Synenergene looks into innovation practises for 21st century biotechnology from a societal, technological, organisational and economic viewpoint. How do these different fields interplay, and where are the gaps to fill? We seek to find out if and how one domain could fertilize the other in yet unexpected ways. For this goal we teamed up with the DIYbio Europe scene to use the creative potential of citizen scientists to map out possible futures of 21st century biology in a european and global context.
A series of theoretical and practical workshops were designed and hosted in a number of venues with partners of the Synenergene network. In the digital workshops citizens defined speculative scenarios of a world in which synthetic biology is widely used, not used at all or anything inbetween. In the analog workshops, people got hands on experience with synthetic biology using DIYbio equipment and materials. The workshops were featured as focus groups and debates by taking into account practical and abstract knowledge generated in the workshops on digital and analog biology. In the last 2 years, results of this research within the Synenergene program, brought citizen scientists beyond the traditional concepts and narratives of synthetic biology, incubating a new way of thinking modern biology: Digital Biology.
Recent advances in Synthetic biology open up new possibilities in healthcare, agriculture, chemicals, materials, energy and bioremediation. To date this is still a very labor intensive task that requires skilled technicians and scientists. However, manual work is time consuming and wages drive development costs, thereby restricting possibilities for rapid prototyping in synthetic biology. In contrast, Digital Biology is the computer aided programming of biological assays using digital microfluidic biochip devices based on electrowetting technology.. Advanced laboratory hardware could soon deploy biotechnological procedures at a lower cost by exploring and combining easy to replicate ’Do It Yourself’ equipment. Moreover, an increase of automation could replace time consuming labor and improve replicability while standardise protocols and of methods.
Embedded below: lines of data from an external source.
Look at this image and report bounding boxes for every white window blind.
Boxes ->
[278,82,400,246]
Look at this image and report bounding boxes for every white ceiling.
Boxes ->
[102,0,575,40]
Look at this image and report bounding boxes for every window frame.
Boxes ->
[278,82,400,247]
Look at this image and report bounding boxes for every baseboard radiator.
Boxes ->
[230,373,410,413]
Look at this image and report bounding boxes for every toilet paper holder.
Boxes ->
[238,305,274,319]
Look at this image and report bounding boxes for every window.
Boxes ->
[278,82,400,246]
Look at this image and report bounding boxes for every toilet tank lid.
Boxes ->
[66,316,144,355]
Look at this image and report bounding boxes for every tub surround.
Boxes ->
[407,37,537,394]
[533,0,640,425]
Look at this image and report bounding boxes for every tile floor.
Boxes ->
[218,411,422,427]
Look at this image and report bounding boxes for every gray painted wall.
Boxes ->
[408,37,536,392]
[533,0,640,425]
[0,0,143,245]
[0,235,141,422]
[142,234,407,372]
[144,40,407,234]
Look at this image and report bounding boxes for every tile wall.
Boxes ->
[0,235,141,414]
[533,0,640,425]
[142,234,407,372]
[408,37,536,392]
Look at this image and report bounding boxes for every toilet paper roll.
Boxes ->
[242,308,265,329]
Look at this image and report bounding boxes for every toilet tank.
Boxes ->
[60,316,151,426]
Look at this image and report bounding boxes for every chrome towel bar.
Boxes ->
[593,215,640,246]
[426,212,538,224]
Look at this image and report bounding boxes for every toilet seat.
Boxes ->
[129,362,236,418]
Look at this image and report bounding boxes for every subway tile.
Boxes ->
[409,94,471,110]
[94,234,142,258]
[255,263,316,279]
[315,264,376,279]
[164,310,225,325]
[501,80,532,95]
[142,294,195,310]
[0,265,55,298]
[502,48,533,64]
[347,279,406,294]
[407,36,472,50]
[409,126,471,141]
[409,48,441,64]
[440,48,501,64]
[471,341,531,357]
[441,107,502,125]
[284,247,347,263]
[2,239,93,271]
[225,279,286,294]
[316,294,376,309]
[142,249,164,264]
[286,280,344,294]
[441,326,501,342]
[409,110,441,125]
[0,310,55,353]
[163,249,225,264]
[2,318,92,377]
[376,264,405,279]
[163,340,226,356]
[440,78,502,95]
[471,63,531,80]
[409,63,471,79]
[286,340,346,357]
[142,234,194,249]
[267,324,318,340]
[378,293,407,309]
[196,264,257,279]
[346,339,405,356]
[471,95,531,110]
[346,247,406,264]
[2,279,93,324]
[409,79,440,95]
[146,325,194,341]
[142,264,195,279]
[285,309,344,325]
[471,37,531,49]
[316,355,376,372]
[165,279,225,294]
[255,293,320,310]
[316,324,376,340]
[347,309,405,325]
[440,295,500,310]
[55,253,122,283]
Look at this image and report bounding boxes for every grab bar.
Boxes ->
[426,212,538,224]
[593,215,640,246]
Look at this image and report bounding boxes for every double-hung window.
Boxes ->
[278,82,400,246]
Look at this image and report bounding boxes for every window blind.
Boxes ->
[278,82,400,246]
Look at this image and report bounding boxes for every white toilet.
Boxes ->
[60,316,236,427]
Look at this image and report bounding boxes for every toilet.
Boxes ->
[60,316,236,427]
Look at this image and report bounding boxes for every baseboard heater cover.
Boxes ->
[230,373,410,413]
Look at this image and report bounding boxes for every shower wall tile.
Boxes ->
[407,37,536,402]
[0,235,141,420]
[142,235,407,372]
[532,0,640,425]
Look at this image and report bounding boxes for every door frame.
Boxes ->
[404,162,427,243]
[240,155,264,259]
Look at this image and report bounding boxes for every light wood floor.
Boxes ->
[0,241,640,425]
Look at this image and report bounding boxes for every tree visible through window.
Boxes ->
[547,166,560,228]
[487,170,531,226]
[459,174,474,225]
Digital Biology allows for wide scale automation of laboratory procedures in synthetic biology by improving efficiency between 1000 to 100000 fold compared to manual laboratory work, and for the first time enabling wide scale rapid prototyping for the iterative creation of biological systems. This will allow even small biological laboratories in academia and industry as well as researchers in the developing world to develop synthetic biology products.
Citizen scientists looked into how to update the way science and technology is produced. Existing structures of knowledge production are put under scrutiny and new ways to tackle societal problems such as the antibiotic crisis are explored (see blogpost on Biostrike), resulting in the development of new technology and research approach.
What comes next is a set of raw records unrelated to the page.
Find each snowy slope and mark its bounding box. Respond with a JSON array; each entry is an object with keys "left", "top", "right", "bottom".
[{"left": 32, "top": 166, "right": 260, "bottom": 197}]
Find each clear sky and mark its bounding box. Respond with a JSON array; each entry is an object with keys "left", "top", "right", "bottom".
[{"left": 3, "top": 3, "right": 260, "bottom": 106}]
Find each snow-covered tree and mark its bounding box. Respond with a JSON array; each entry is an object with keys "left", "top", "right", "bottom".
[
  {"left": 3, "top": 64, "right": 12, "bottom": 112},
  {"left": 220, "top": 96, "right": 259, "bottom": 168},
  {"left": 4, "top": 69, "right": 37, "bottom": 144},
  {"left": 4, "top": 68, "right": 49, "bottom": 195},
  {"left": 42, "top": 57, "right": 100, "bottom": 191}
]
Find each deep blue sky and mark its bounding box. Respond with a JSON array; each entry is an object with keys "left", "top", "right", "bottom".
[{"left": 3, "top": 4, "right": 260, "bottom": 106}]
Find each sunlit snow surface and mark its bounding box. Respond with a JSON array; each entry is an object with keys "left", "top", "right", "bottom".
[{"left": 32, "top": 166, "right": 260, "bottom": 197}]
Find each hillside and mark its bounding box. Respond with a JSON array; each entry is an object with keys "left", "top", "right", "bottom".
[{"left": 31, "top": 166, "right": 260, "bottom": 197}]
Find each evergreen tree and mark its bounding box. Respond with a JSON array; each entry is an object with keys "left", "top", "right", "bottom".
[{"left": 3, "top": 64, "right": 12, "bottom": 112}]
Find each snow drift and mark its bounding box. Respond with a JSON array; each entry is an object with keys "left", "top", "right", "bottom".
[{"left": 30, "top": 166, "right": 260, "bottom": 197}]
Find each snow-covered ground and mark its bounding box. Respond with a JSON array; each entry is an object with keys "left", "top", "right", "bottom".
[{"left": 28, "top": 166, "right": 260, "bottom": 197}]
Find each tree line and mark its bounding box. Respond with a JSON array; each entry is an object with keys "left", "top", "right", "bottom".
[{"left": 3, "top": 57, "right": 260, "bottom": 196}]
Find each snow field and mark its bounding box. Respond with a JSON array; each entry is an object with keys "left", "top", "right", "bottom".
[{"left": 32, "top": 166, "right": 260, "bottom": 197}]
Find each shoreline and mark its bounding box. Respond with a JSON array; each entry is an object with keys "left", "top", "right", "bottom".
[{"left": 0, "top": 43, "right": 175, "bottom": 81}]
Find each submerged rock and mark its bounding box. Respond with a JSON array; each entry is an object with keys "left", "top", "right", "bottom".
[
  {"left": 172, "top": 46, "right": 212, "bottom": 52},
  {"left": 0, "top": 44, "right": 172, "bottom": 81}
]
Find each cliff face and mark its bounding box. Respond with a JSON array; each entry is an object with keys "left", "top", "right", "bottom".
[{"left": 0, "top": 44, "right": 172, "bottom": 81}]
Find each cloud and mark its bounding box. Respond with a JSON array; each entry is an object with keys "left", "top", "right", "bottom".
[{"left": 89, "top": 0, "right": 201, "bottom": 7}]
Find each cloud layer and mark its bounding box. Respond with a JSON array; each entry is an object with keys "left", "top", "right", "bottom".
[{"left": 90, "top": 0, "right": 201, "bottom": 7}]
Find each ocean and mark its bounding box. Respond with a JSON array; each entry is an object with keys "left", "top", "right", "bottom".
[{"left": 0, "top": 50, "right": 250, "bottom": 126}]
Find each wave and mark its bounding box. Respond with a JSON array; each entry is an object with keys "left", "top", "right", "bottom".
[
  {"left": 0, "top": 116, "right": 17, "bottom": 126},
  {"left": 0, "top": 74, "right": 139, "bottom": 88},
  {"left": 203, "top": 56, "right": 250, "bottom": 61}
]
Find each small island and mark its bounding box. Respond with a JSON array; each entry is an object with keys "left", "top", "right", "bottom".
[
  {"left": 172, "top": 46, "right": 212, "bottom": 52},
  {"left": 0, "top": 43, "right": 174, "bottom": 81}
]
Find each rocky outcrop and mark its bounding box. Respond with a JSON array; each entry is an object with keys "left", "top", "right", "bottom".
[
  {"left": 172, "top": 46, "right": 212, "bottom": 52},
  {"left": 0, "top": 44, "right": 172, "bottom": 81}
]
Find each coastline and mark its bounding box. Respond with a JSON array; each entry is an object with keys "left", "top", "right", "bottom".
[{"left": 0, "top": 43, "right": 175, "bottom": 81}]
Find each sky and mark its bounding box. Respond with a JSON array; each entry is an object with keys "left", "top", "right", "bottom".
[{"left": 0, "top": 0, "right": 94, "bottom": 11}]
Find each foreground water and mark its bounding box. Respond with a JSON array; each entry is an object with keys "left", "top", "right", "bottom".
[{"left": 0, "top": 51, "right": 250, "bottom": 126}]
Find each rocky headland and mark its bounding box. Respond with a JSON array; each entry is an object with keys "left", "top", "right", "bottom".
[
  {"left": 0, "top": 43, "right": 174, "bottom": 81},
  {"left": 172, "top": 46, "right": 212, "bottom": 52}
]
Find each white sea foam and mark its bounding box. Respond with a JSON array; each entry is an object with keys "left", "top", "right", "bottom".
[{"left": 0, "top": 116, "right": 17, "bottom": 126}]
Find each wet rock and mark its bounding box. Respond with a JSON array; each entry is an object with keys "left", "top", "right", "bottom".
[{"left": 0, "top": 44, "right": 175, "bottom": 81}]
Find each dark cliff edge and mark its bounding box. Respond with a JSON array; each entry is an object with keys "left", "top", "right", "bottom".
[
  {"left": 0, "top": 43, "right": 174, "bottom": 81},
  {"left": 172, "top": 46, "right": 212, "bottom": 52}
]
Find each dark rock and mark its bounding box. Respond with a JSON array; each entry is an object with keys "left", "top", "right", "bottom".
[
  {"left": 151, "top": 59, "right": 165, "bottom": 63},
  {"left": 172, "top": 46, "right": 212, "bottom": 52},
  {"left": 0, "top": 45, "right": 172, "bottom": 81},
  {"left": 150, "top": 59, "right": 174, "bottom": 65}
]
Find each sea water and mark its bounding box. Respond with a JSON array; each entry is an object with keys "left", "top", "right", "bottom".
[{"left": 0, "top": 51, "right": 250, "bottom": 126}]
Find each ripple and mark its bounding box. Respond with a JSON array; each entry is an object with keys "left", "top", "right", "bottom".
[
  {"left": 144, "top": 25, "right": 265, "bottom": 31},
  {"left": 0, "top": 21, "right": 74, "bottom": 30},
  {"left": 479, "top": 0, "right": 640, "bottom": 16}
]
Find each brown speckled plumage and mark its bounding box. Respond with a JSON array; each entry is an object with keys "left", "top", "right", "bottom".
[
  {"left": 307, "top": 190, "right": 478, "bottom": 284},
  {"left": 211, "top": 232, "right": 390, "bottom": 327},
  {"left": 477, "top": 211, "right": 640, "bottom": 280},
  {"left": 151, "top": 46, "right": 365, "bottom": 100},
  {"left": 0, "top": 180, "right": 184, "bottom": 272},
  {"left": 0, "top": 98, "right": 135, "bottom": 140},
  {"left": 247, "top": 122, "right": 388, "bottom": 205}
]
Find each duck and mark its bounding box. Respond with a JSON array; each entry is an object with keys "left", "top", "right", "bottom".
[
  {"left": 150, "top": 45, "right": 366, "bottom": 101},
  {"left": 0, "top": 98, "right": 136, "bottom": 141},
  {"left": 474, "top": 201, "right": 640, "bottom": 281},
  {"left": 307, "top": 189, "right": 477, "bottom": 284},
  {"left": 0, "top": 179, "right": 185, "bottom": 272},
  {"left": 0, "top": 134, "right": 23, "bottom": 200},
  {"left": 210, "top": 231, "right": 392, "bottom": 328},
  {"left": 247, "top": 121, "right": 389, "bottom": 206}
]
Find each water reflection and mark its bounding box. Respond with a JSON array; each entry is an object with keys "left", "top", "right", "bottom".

Besides developing technology, discussions are ongoing on what might be a more comprehensive governance that takes into account these new stakeholders, and the societal trends that they embody. For instance, citizens involved in the research activity of this consortium made a number of suggestions on how to regulate intellectual property in the world of digitalized biology. Researchers, hackers, artists and citizens from all over the world, were invited to discuss the requirements and conditions of Open-Source and Citizen-Science concepts to contribute to Responsible Research and Innovation (RRI) in the Life Sciences.
The proposed legal procedures are now being iterated in the newly founded digital society on digital biology research www.digibio.cc
Our best advice is that the European Commission should take into account this legislation sandbox for future policy making on the subjects at stake. In a series of blog articles, we are documenting this exciting new development in responsible research and innovation.